This being an election year in the US, international actors are attempting to anticipate what the outcome will mean for issues and policies that are of concern to them. Moreover, Americans are also preparing for whether the conservatives or liberals will win and what that will mean for their pockets respectively.
Moreover, under the shadow of worsening European and American economies, budding banking scandals, and the approaching fiscal cliff, partisan politics is likely to be to more acute than usual. Larger philosophical debates about whether the system is meant for the few or many have already erupted. The dialogue involves how to balance between the influences that have acted over American politics at different times in history, such as free trade or protectionism, isolationism or engagement, tax break or hike.
One of the critical looming battles that will complicate the coming American elections is how to address the coming ‘fiscal cliff’. A bi-partisan Super Committee was formed last August and instructed to come up with a working solution to the mounting budget deficit by Nov 23rd, 2011. Many seasoned politicians, including Senator Kerry, had warned at the time that inability to find a solution by the deadline, as occurred, would make deficits a major issue in next year’s presidential election. By law, the committee’s failure to develop a budget deal automatically triggers spending reductions on October 1st 2012, cutting $1.2 trillion from the military, education, health care and other priorities over the next decade. In addition, Bush era tax cuts are set to expire at the end of the year as well.
The major bone of contention between the Republicans and Democrats is obviously what programs to cut. US Defense Secretary Leon Panetta had alerted lawmakers last year not to implement a “doomsday mechanism” that would have resulted in Pentagon budget slashed by $600bn, saying that these cuts could severely threaten US national security. The cuts were only supposed to kick in if the Super Committee fails to secure a deal on budget savings.
On the other hand, President Obama faces stiff opposition from the Republicans on increasing tax on the rich to tackle the alarming US deficit. The Republicans have opposed the plan such as the ‘Buffet Tax’.
The debate between the two parties is reflective of their traditional worldview. The Republican’s do not like to tax the rich and see it as counterproductive in promoting more investments. Moreover, they like to cut social programs, from which mostly the lower middle class and poor benefit. They are considered strong on issues of national security and thus they defend defense budgets. On the other hand, Democrats usually increase social spending that results in bigger government and want to tax the rich more and the middle class less.
The prominence of the debate on fiscal matters has given rise to the popularity of Tea Party Movement.
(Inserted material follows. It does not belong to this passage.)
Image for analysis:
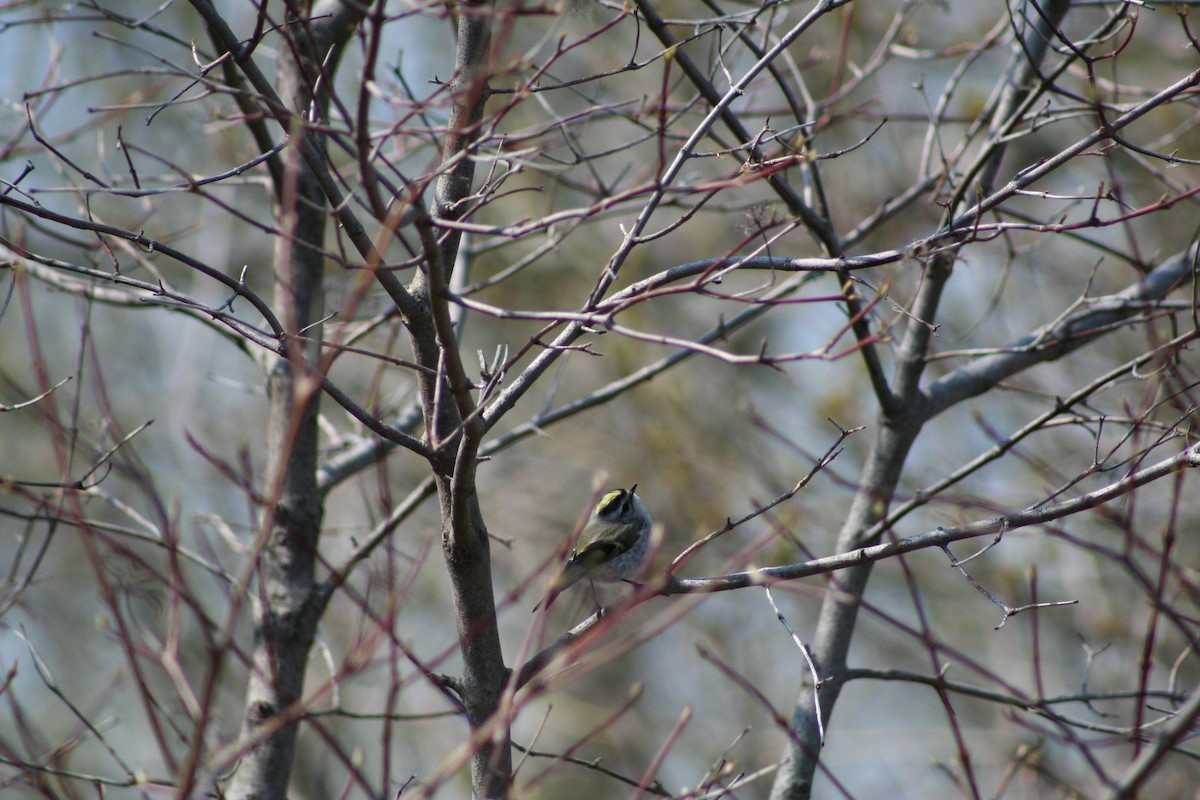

The Tea Party believes in a nationalistic agenda with focus on balancing the budget and stopping the deficit spending. More specifically, it stands for ending the influence of special interest.
American System And Public Frustration
In the present state of recession, the stalemate over the deficit has increased public frustration and alarm. The New York Times op-ed columnist David Brooks reflected in May:
“The American decentralized system of checks and balances has transmogrified into a fragmented system that scatters responsibility. Congress is capable of passing laws that give people benefits with borrowed money, but it gridlocks when it tries to impose self-restraint.”
He went on to comment on the strong role technocrats are beginning to play in the affairs of European Union:
“Decisions that reshape the destinies of families and nations are being made at some mysterious, transnational level. Few Europeans can tell who is making decisions or who is to blame if they go wrong, so, of course, they feel powerless and distrustful.”
The unfolding economic recession and banking scandals in the West reveals what the unchecked association between money and power can do to the system. The representatives of the people are now caught between serving powerful interests groups or the welfare of common people, and the recent scandals reveal they have repeatedly chosen the former. The political leaders are dependent on funds they generate from the interest groups to contest elections, and they cannot afford to alienate them.
In a surprising ruling in 2010, the US Supreme Court gave corporations the permission to spend unlimited amounts of money to get their favored candidates elected and the despised ones defeated. The dissenting justices opined, this “threatens to undermine the integrity of elected institutions across the nation.”
A Washington Post editorial noted at the time:
“It was wrong because nothing in the First Amendment dictates that corporations must be treated identically to people. And it was dangerous because corporate money, never lacking in the American political process, may now overwhelm both the contributions of individuals and the faith they may harbor in their democracy.”
Since 9/11, on matters of foreign policy and national security, both parties want to appear strong. The parties have tried to differentiate their policies before the elections, but once in power, they have stuck to continuity. For example, after Bush, President Obama increased drone attacks in Pakistan many times over. Most of the other red lines established by Pakistan were crossed on Obama’s watch. The policies regarding Iran have also remained consistent.
It can be hypothesized that military withdrawal from Iraq and Afghanistan has more to do with American economic realities than any fundamental change in policies. The complexity of foreign policy and novices of the American public in this regard means more dependence on the state institutions to run the show.
The grave local and global challenges being confronted by US are multifaceted and may not be resolvable by the politics of election cycles. The political jockeying can help parties win elections, but if they are able to actually resolve issues, is questionable. In fact, the problems and challenges are getting worse. If and when, America develops the will to conduct a system level correction, it will have profound global implications.